Families with children which deal with anxiety, hyperactivity, sensory processing or motor control disorders can find benefit in changing the foods they eat, said a Powell River based occupational therapist.
Last year inclusion Powell River occupational therapist Michelle Riddle helped institute a whole foods-based hot lunch pilot program at Assumption School. She said that noticeable improvements could be seen in children who battle these symptoms when they start eating a diet of unadulterated food.
In addition to her work as an occupational therapist, Riddle is studying to become a nutritionist. She also works with families to help teach them how to incorporate new approaches to producing their own food and eating locally.
Riddle said that cleaning up the diet of a child who deals with sensory difficulties can have a significant impact. During the last 20 years with increasing numbers of children being diagnosed with anxiety, hyperactivity, sensory processing or motor control disorders, there has been increasing amount of attention focused on why some kids have developed these symptoms, she explained. “There have been lots of theories over the years, but over the last 10 in particular it has become very clear that these kids can not excrete toxins properly,” she said.
Riddle cites a 2013 study from the Environmental Defence Canada which looked at the cord blood of newborns. With 137 chemicals identified, 132 of them were acknowledged carcinogens, 110 are considered toxic to the brain and nervous system and 130 can cause development and reproductive problems in mammals.
“So this is even before the child is born,” she said.
The children who deal with difficulties processing sensory information, she explained, have difficulty understanding the sensations that come into their bodies and difficulty telling their bodies how to move in relation to the
world around them.
Riddle added that when scientists look at which chemicals they are finding and what those chemicals’ effects are, there seems to be a correlation with the symptoms children are displaying.
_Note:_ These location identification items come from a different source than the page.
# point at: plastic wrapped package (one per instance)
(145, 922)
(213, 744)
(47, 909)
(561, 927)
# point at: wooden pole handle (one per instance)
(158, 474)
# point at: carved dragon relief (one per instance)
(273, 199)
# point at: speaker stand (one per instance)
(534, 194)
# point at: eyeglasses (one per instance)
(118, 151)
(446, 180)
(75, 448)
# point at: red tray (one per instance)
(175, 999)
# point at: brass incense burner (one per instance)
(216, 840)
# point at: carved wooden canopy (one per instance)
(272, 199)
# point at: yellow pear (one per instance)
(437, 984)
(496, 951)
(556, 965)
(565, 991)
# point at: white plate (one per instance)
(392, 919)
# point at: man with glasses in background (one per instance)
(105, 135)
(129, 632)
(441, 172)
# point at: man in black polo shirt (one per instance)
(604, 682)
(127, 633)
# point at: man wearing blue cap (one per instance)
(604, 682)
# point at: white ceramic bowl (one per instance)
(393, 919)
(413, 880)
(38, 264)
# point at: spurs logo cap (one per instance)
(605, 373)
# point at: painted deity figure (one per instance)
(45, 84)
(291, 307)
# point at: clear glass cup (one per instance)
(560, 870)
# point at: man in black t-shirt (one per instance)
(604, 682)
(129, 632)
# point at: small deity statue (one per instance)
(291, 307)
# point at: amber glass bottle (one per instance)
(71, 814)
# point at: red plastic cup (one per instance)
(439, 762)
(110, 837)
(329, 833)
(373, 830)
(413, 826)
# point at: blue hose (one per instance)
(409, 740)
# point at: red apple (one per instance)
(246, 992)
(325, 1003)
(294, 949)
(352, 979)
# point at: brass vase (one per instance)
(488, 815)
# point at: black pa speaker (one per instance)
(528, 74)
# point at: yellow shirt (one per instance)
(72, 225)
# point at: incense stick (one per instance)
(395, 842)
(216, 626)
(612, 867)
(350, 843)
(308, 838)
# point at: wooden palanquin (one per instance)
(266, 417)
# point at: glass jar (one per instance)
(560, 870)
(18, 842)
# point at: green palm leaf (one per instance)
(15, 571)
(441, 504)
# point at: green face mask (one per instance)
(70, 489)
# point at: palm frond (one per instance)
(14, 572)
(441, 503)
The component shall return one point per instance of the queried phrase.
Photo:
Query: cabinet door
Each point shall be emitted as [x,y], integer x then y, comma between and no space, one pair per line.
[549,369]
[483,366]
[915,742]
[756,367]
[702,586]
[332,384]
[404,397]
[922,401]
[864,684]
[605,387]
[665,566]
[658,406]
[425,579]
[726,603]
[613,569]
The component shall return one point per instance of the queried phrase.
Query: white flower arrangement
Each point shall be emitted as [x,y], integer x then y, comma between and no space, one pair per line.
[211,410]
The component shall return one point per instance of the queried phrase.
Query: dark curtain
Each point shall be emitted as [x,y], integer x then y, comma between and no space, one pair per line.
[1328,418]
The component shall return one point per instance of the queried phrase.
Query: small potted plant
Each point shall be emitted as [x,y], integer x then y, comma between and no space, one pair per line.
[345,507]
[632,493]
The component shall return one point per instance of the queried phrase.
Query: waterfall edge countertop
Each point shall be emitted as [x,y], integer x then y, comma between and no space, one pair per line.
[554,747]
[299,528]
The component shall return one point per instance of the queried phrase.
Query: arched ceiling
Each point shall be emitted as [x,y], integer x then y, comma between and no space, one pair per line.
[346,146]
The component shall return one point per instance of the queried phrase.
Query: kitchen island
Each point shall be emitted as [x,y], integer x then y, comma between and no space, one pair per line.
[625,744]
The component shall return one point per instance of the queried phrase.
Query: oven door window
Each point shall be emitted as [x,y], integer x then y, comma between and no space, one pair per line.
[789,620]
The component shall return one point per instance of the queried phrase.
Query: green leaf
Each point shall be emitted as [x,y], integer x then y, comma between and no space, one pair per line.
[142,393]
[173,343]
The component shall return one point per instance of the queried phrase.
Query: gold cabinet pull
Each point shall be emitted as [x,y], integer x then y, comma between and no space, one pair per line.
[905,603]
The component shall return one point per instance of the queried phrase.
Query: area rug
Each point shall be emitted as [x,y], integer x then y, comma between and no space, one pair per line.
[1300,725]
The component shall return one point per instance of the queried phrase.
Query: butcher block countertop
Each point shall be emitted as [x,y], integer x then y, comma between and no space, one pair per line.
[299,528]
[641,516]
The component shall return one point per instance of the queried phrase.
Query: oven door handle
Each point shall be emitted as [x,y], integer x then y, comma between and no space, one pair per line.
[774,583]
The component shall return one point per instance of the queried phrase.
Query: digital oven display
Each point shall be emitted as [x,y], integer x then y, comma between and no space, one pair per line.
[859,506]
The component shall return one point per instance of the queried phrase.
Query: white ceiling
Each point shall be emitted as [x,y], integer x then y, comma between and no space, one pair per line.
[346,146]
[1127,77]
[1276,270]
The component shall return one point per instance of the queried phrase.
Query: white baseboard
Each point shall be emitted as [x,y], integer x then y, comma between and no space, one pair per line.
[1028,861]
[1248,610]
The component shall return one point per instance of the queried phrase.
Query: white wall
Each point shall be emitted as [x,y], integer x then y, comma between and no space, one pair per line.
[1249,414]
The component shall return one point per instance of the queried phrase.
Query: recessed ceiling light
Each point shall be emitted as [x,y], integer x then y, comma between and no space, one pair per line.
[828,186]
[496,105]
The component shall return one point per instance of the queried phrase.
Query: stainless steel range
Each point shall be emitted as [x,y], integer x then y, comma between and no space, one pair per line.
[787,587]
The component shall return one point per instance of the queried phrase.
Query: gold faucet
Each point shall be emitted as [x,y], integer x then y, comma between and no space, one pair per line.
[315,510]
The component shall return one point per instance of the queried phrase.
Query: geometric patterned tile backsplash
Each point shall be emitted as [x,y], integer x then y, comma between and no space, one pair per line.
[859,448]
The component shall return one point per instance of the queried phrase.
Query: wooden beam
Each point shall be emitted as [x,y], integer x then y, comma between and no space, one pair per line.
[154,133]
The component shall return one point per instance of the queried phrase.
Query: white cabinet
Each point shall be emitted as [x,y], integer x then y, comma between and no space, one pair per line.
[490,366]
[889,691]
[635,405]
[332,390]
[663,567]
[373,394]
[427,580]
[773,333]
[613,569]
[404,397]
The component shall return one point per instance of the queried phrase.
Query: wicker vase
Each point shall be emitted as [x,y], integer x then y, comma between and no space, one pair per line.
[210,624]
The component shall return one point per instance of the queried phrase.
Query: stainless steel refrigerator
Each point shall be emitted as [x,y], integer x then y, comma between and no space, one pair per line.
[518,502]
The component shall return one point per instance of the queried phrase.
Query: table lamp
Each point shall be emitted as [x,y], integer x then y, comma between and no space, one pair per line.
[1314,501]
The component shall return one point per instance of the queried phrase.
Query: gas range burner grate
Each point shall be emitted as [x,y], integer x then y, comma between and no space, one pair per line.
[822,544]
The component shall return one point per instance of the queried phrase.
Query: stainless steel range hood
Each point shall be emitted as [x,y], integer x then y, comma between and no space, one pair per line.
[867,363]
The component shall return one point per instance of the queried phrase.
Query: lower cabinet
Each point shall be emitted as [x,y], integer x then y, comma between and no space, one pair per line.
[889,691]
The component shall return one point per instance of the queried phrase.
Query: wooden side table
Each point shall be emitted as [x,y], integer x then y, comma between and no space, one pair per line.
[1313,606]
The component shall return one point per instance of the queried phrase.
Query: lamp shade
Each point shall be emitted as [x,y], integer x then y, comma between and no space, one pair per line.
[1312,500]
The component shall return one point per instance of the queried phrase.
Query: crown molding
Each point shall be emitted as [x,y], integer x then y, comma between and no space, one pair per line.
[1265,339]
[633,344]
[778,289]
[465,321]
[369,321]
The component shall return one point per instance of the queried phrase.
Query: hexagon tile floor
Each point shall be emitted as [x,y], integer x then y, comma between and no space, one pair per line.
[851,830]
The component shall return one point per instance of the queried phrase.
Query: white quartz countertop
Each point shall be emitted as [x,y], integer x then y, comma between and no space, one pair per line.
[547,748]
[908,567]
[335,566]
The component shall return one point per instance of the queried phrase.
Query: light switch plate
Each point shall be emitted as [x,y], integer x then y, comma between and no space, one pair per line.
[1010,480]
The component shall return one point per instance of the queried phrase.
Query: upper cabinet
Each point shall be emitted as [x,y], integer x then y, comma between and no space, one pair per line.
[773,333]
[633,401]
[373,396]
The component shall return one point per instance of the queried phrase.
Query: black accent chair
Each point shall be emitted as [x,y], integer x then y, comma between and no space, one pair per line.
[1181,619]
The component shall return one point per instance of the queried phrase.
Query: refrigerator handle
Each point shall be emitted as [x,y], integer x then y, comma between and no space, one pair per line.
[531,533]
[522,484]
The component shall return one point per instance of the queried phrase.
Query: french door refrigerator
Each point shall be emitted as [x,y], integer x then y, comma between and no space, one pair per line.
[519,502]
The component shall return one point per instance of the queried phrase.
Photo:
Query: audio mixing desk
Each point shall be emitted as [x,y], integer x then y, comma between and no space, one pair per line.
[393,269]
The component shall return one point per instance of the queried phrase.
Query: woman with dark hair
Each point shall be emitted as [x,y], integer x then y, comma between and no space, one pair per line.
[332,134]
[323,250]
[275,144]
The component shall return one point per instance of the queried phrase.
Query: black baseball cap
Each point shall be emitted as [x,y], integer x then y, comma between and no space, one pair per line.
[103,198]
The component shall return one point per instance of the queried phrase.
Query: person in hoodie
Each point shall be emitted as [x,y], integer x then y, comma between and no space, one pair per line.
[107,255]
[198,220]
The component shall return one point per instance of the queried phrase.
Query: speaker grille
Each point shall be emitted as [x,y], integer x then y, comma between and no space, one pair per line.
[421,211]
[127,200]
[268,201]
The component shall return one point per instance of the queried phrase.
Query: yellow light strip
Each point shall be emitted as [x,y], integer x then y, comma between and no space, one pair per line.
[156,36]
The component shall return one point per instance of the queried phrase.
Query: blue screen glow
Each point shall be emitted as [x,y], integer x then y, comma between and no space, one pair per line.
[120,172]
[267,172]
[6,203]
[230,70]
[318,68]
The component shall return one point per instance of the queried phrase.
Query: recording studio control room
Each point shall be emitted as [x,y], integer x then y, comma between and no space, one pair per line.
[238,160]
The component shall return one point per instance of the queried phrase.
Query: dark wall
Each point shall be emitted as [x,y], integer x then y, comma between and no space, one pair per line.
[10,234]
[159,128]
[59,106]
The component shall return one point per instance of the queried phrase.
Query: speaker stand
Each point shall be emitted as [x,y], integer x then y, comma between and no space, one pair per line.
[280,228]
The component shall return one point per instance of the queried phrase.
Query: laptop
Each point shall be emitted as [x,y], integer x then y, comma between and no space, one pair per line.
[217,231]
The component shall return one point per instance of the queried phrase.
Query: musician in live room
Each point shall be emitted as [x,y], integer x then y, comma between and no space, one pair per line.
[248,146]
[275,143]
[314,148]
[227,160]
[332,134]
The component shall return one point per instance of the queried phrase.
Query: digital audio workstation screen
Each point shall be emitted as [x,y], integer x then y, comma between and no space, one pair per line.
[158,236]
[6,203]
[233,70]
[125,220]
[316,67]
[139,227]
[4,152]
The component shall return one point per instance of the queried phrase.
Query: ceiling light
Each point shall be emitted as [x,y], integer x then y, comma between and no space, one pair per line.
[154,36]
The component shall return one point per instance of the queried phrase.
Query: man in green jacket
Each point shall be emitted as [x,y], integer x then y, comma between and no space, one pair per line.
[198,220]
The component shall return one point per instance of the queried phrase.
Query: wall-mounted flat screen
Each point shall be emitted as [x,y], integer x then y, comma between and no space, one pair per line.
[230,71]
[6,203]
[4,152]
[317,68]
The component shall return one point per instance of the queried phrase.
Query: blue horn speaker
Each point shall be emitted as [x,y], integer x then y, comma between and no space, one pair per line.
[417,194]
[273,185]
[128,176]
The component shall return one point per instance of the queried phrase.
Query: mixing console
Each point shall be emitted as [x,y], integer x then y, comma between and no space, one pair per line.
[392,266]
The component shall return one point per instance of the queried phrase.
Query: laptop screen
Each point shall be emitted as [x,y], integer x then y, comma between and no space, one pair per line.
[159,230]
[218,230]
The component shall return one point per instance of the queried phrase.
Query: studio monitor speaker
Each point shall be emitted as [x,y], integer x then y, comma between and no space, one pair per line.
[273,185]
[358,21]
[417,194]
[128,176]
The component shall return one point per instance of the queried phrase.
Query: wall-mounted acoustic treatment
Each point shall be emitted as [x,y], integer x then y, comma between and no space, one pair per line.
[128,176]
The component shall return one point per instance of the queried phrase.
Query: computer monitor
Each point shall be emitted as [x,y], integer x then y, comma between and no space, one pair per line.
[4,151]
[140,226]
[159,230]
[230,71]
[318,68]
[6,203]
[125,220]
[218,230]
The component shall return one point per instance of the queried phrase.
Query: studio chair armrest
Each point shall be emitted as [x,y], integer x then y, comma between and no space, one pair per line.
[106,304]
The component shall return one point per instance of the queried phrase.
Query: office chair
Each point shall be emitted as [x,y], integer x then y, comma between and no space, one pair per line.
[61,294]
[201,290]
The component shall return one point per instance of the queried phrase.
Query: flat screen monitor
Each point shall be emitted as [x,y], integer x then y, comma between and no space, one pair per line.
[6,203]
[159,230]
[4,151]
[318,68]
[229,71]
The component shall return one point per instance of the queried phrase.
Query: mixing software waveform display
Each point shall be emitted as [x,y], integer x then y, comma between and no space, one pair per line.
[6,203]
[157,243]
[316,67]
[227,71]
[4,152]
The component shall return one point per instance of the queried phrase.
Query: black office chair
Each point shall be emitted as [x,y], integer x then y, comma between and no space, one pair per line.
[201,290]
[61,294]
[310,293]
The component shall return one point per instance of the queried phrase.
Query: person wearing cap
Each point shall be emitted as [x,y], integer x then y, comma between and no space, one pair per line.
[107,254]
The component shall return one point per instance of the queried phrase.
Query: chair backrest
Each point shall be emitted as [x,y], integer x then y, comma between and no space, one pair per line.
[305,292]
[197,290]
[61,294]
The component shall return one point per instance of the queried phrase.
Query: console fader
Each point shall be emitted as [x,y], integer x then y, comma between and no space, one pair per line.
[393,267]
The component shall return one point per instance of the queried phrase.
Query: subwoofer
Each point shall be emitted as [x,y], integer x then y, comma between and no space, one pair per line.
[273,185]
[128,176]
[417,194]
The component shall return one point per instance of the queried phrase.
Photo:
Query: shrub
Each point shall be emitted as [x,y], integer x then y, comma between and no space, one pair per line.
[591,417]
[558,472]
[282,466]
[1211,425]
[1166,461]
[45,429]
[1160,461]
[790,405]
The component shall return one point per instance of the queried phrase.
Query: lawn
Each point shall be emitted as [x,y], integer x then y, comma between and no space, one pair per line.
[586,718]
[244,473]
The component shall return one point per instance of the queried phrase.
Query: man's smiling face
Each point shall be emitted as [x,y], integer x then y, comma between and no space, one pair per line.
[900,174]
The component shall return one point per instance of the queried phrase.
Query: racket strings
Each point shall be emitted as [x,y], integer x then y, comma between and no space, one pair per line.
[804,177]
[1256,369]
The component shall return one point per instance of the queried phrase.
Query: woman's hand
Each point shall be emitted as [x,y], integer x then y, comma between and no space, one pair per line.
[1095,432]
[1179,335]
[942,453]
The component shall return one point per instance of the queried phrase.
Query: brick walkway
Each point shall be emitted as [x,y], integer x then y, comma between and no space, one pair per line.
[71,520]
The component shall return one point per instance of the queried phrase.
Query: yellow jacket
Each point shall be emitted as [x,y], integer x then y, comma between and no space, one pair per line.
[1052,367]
“The lovely part of this discovery is when you start to take away the chemicals, these kids get better,” she said.
American Autism Research Institute has conducted a number of studies over a period of years. What they have found is on average between 63 to 65 per cent of the kids identified with autism make improvements with a clean, chemical-free, gluten-free, casein-free diet, Riddle added.
“The getting better isn’t necessarily a magic wand. It depends on how old they are when the families start to clean things up. It depends on how exposed they have been to particular toxins in their lifetime. In my work in Powell River now, consistently I’ve found that the families which are able to help their kids eat a diet of just real food diet, are finding the changes are life changing.”